Yes, this is what Jefferson and Madison had in mind for a civilized society, I’m certain of it.
I’m pretty sure Jefferson and Madison knew that democracy had a downside, and that it could withstand having one.
Of course, I’m not sure they foresaw how stupid some Americans would get…
but someone praying outside an abortion mill, inside a school building, or in Dearborn, MI, Must be stopped.
Jefferson and Madison knew that democracy was dangerous, and so we were given a republic in its stead. Jefferson was much more sympathetic to the idea of pure democracy, but he also longed for an agrarian society and knew it would be impossible in a city-based one.
I wonder how the appeals court judges would have voted if Rocko and Moose had stopped by the judge’s chambers and stood there cracking their knuckles while Rocko said: “Ya know, judge, we think laws against racketeering are wrong and we’re here to protest dem. By the way, nice house ya got over there on Riverview Drive, and that’s quite the pretty daughter ya got up at Saint Ben’s. Be a shame if anything happened to either of them whilse ya was decidin this here case, ya know what I mean?”
First Amendment protest or threat of domestic terrorism? Let’s ask Joel R whether judges have the same rules for themselves as they set for other people.
Okay, I’ll bite — “Nice house you’ve got here; shame if something were to happen to it” can be anywhere from a helpful comment on how the homeowner really should cut down the decaying oak that’s going to fall on it, sooner or later, to an attempt at extortion.
It’s tricky, in practice. Easy to stand back and see that some of what’s called “protest” is just thuggery (or worse); it’s also easy to see that some of what’s called violent protest really isn’t, and that the accusation that it is has been used as a political (and often legal) attack. (Remember the guy in New Hampshire who open-carried next to a road that President Obama was going to be traveling down in his bulletproof Presidential limo hours later, and how the media left went absolutely, err, ballistic? As a practical matter, even if the guy meant some harm to Obama — he didn’t — he couldn’t have, but the tinglerunninguptheleg crowd was appalled that some judge didn’t issue a lettre de cachet immediately.)

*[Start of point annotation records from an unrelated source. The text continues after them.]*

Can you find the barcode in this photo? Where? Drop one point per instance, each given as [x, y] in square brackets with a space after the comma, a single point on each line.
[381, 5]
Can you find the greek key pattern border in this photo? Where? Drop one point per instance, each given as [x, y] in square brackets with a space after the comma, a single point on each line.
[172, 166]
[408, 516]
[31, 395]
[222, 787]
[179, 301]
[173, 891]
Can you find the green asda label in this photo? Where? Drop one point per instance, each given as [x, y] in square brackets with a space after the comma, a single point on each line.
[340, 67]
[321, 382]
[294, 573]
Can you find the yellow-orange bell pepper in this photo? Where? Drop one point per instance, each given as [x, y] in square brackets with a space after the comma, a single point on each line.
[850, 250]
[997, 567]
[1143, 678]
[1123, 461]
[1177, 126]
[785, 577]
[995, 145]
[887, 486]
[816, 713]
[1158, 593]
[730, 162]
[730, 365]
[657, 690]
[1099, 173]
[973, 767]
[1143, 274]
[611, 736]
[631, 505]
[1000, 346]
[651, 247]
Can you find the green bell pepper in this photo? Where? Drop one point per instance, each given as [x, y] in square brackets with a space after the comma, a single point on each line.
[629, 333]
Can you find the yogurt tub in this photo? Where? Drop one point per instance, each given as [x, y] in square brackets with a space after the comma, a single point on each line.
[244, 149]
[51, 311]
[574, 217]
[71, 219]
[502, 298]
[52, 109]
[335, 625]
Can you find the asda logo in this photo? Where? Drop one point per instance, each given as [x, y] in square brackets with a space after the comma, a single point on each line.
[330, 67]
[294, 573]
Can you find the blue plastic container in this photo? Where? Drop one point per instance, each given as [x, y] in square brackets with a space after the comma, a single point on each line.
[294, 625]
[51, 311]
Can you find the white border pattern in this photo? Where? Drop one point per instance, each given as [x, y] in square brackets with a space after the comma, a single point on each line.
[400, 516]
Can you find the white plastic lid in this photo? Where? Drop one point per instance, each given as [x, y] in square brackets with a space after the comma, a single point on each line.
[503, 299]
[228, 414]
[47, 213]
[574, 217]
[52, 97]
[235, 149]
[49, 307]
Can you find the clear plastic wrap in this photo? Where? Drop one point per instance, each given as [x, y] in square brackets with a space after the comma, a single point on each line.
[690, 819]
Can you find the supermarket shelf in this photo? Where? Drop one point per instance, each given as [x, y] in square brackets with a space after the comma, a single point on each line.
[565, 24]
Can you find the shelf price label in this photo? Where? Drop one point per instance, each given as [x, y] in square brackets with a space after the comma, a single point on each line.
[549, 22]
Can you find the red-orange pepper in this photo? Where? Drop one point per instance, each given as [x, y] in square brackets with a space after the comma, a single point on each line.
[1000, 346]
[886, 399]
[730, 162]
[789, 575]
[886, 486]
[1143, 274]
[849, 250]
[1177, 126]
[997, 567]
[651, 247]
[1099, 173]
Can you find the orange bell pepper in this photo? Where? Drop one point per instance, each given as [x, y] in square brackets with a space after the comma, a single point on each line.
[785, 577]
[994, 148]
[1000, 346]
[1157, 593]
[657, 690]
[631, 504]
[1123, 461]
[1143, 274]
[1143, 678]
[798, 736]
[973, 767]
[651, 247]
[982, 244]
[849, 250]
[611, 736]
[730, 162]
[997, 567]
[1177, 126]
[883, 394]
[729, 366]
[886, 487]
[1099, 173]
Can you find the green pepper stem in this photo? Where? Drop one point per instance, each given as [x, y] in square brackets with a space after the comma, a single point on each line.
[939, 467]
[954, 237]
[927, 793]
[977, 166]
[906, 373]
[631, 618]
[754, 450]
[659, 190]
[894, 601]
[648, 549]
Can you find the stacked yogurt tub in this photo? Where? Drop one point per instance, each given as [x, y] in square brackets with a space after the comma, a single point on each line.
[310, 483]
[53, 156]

And it’s worth remembering that in Jefferson’s time, political, social, and religious commentary ranged from the polite to the very much not so… and that includes Jefferson, himself. “And the day will come, when the mystical generation of Jesus, by the Supreme Being as His Father, in the womb of a virgin, will be classed with the fable of the generation of Minerva, in the brain of Jupiter.”

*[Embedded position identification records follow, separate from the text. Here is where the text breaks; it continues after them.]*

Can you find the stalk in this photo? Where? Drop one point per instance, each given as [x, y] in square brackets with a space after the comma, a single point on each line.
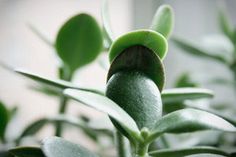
[122, 145]
[64, 74]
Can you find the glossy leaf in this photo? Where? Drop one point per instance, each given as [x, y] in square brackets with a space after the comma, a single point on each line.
[224, 23]
[176, 95]
[143, 37]
[107, 32]
[27, 152]
[39, 124]
[4, 117]
[184, 80]
[188, 151]
[107, 106]
[163, 21]
[190, 120]
[58, 147]
[40, 35]
[79, 41]
[197, 50]
[60, 84]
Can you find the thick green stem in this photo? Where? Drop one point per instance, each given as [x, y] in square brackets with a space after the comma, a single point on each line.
[122, 145]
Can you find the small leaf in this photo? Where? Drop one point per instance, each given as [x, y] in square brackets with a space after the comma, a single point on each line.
[53, 82]
[4, 118]
[107, 32]
[163, 21]
[27, 152]
[188, 151]
[181, 94]
[58, 147]
[40, 35]
[197, 50]
[184, 80]
[79, 41]
[107, 106]
[224, 23]
[190, 120]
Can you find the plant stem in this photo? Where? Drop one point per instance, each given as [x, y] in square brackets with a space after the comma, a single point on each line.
[64, 74]
[122, 145]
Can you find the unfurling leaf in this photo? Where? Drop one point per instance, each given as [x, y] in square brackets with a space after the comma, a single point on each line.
[163, 21]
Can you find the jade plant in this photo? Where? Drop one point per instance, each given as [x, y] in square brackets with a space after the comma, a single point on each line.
[220, 48]
[134, 98]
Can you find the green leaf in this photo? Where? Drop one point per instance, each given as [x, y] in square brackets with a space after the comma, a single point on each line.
[40, 35]
[107, 32]
[79, 41]
[39, 124]
[184, 80]
[163, 21]
[190, 120]
[107, 106]
[27, 152]
[224, 23]
[197, 50]
[181, 94]
[188, 151]
[58, 147]
[60, 84]
[4, 118]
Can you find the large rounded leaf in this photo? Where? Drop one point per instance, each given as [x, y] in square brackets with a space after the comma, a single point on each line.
[188, 151]
[163, 20]
[144, 37]
[4, 116]
[79, 41]
[58, 147]
[190, 120]
[107, 106]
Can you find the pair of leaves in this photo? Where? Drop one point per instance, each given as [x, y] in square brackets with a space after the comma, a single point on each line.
[197, 50]
[186, 120]
[53, 147]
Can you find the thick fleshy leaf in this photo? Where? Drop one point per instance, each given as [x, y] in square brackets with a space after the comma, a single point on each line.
[190, 120]
[188, 151]
[107, 32]
[4, 117]
[163, 21]
[40, 35]
[27, 152]
[58, 147]
[185, 80]
[197, 50]
[107, 106]
[39, 124]
[79, 41]
[57, 84]
[176, 95]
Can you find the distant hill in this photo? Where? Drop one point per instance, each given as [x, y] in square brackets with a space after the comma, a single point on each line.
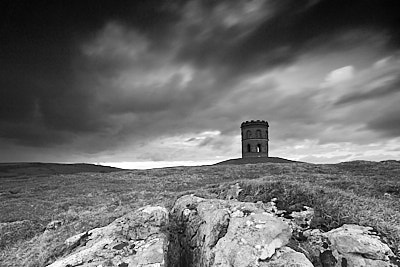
[38, 168]
[239, 161]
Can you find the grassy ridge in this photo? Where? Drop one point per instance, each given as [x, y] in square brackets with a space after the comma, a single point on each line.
[366, 193]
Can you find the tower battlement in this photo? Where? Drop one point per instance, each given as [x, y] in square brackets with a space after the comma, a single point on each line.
[254, 122]
[254, 138]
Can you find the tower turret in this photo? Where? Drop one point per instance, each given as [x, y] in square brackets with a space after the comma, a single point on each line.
[254, 139]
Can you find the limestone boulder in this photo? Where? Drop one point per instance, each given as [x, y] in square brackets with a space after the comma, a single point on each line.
[136, 239]
[213, 232]
[355, 245]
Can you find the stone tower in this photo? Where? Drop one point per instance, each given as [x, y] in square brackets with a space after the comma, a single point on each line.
[254, 139]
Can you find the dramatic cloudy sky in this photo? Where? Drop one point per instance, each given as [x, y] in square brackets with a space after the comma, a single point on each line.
[169, 82]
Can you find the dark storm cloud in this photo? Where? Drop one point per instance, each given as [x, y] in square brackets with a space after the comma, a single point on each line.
[286, 30]
[51, 90]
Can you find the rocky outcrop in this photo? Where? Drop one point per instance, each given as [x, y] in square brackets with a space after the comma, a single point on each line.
[354, 245]
[226, 233]
[135, 239]
[229, 233]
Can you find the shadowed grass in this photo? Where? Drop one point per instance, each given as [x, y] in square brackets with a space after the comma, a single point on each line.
[351, 192]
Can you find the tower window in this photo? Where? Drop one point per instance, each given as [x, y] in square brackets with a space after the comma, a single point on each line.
[248, 134]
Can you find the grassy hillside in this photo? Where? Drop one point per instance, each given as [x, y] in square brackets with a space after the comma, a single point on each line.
[365, 193]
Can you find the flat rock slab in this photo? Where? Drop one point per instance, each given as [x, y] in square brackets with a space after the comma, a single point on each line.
[355, 245]
[135, 239]
[212, 232]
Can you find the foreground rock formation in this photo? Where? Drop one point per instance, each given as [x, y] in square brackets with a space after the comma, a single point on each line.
[215, 232]
[135, 239]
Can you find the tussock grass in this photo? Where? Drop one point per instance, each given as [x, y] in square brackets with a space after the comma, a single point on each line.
[341, 193]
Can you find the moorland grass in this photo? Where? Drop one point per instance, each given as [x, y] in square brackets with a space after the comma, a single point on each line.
[365, 193]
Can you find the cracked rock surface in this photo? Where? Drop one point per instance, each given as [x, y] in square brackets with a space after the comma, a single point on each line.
[212, 232]
[132, 240]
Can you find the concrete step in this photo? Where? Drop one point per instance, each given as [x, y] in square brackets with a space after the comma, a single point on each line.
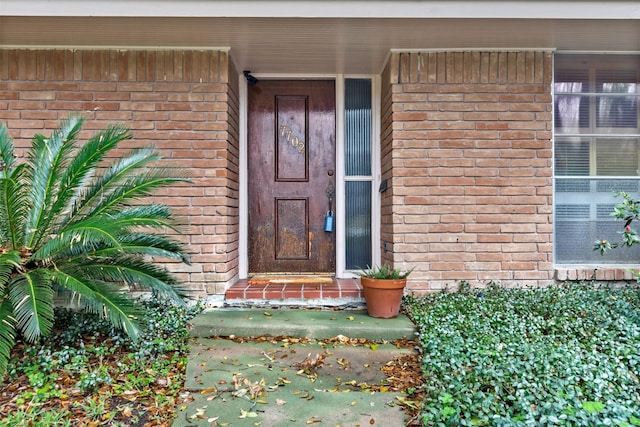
[319, 324]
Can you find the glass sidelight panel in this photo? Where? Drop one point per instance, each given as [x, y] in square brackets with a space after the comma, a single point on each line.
[358, 224]
[358, 173]
[357, 127]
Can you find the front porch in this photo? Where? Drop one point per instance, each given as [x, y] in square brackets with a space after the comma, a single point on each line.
[341, 292]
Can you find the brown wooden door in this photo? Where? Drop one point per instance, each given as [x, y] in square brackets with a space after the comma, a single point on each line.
[291, 156]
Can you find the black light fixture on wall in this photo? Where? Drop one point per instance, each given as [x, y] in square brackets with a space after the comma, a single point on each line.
[250, 79]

Can you imagine a President saying that these days? (No, I’m not picking on anybody’s religion — but Jefferson certainly was.)

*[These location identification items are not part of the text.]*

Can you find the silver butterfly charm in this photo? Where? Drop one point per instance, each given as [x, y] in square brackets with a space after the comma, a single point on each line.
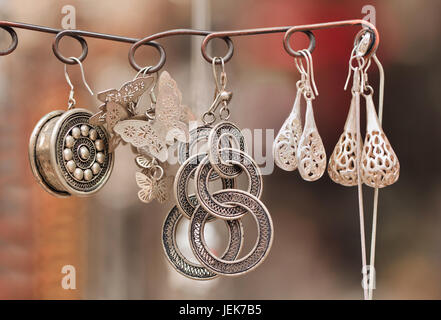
[151, 181]
[170, 122]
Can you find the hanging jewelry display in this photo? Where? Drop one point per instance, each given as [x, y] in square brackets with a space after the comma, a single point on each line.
[311, 155]
[68, 155]
[225, 159]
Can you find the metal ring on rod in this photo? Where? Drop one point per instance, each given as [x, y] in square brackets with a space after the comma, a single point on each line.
[360, 34]
[14, 41]
[174, 32]
[225, 58]
[151, 69]
[75, 36]
[290, 50]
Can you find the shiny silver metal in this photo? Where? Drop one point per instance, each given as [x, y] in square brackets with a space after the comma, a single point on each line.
[67, 159]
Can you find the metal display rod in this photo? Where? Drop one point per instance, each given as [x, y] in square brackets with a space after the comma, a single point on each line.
[209, 35]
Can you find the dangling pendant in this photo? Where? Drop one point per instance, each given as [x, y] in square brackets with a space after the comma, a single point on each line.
[287, 140]
[342, 168]
[379, 164]
[311, 155]
[68, 155]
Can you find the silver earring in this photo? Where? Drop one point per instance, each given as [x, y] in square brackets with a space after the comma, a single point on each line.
[287, 140]
[379, 163]
[311, 155]
[68, 155]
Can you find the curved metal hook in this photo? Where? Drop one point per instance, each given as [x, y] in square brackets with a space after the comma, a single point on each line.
[168, 33]
[14, 41]
[72, 34]
[318, 26]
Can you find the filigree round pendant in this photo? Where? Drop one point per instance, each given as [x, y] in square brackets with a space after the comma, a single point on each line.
[68, 155]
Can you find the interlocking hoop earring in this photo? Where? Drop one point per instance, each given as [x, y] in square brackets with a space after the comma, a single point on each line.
[379, 164]
[311, 155]
[68, 155]
[225, 159]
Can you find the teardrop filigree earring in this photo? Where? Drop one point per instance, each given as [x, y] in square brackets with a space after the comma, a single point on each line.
[311, 155]
[379, 164]
[287, 140]
[343, 163]
[68, 155]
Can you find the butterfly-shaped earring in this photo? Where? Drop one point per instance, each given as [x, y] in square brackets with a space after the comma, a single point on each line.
[120, 105]
[152, 181]
[170, 122]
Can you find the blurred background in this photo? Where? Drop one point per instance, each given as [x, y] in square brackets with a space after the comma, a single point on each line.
[114, 241]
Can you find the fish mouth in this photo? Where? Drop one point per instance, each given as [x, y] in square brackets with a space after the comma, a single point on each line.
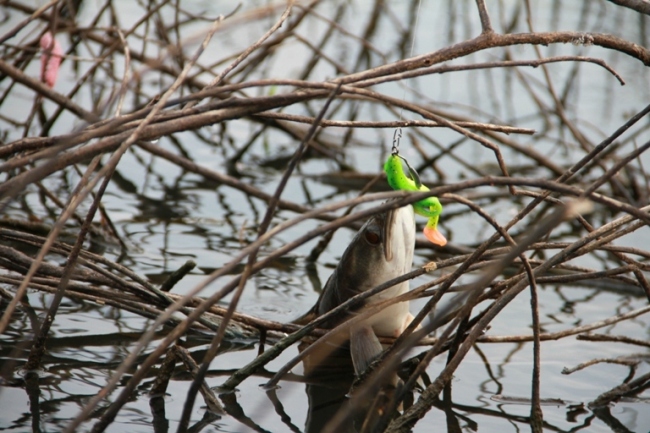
[389, 231]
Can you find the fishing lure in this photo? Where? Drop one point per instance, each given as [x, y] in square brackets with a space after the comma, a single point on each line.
[429, 207]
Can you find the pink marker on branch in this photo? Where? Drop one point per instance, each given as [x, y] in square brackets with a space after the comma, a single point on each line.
[50, 58]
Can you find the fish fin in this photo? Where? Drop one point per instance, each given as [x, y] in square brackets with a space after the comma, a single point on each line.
[364, 347]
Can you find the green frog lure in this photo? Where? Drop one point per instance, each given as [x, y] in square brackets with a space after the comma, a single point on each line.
[430, 207]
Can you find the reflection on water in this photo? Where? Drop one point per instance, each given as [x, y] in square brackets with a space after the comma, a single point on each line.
[167, 216]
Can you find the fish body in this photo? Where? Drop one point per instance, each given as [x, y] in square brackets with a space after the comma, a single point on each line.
[380, 251]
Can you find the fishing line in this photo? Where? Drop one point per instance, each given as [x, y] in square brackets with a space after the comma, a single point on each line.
[397, 135]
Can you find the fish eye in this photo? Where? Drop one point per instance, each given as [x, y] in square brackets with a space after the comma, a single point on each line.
[372, 237]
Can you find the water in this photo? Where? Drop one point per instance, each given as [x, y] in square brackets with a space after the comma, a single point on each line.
[167, 216]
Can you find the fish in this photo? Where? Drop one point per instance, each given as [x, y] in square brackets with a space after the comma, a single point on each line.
[380, 251]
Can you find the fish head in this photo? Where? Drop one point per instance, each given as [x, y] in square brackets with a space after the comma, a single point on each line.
[380, 251]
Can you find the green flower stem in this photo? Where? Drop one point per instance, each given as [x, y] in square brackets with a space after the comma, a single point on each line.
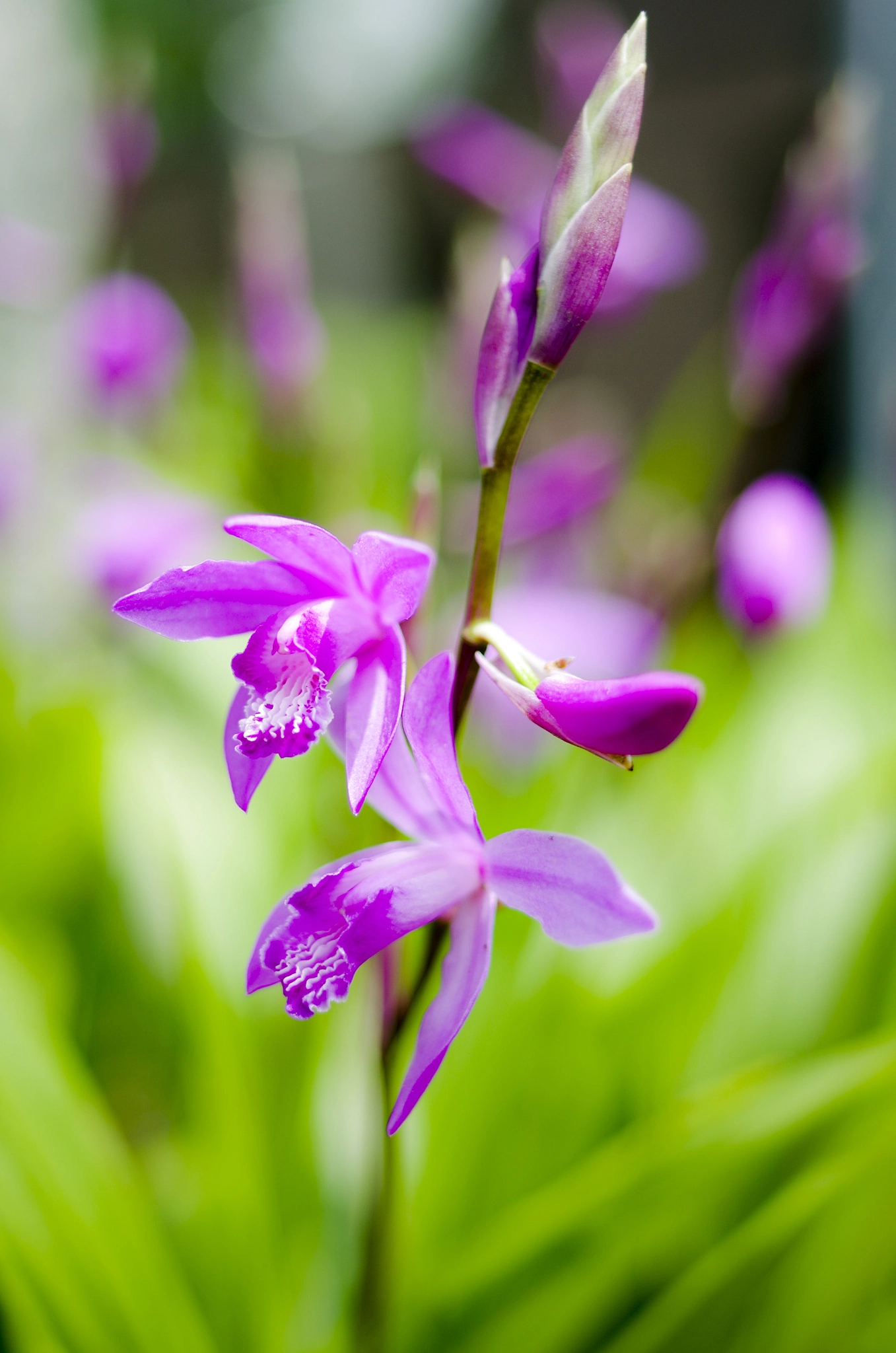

“The legitimate powers of government extend to such acts only as are injurious to others. But it does me no injury for my neighbor to say there are twenty gods, or no God. It neither picks my pocket nor breaks my leg.”
The problem with the incidents that Joe Doakes cites is that they verge on being serious threats. (I think they only “verge.”) As to the Phelpses, my two favorite counterprotest examples are the Freedom Riders, and the guy who hit on Fred Phelps, sending his tiny little into vapor lock.
who hit on Freddy Phelps and where can I see video of this?